3 ways to load geospatial data into Redshift

Summary

Looking to load geospatial data into Amazon Redshift? Find out how to do this using Python, GDAL, Airbyte & dbt.

This post may describe functionality for an old version of CARTO. Find out about the latest and cloud-native version here.
3 ways to load geospatial data into Redshift

Update March 15th, 2023: Now you can import geospatial data to Amazon Redshift using CARTO!

Amazon Redshift has multiple ways to load data both native COPY commands and through other tools. With that said, loading geospatial data always has added complexity. If your data is not in a CSV format or has things like misformatted geometries, you will have to take a few extra steps to load your data.
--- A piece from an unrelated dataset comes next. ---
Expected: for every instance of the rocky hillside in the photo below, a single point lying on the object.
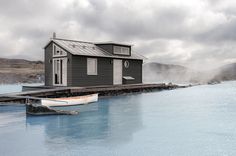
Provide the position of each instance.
(21, 71)
(156, 72)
This post outlines four ways to load your geospatial data into Redshift, and some tools and methods you can use along the way.

Best option: Load your data using CARTO

We covered this guide because importing geospatial data into Amazon Redshift came with challenges. And it became clear we could integrate a solution into our platform.

Following our product announcement, these are the steps you will follow in CARTO:

  • Go to your CARTO Workspace, 
  • Create a Redshift connection in “Connections”
  • Check your Redshift data in “Data Explorer” and click on “Import data”
  • Start importing files using our Import UI, from your computer or from a URL.
A screenshot showing the AWS Redshift import UI.

And that’s it! Your geospatial data will instantly be imported to Amazon Redshift, and using CARTO you’ll even be able to quickly preview it.

A screenshot showing data loaded into AWS Redshift, which is a preview of points on a map.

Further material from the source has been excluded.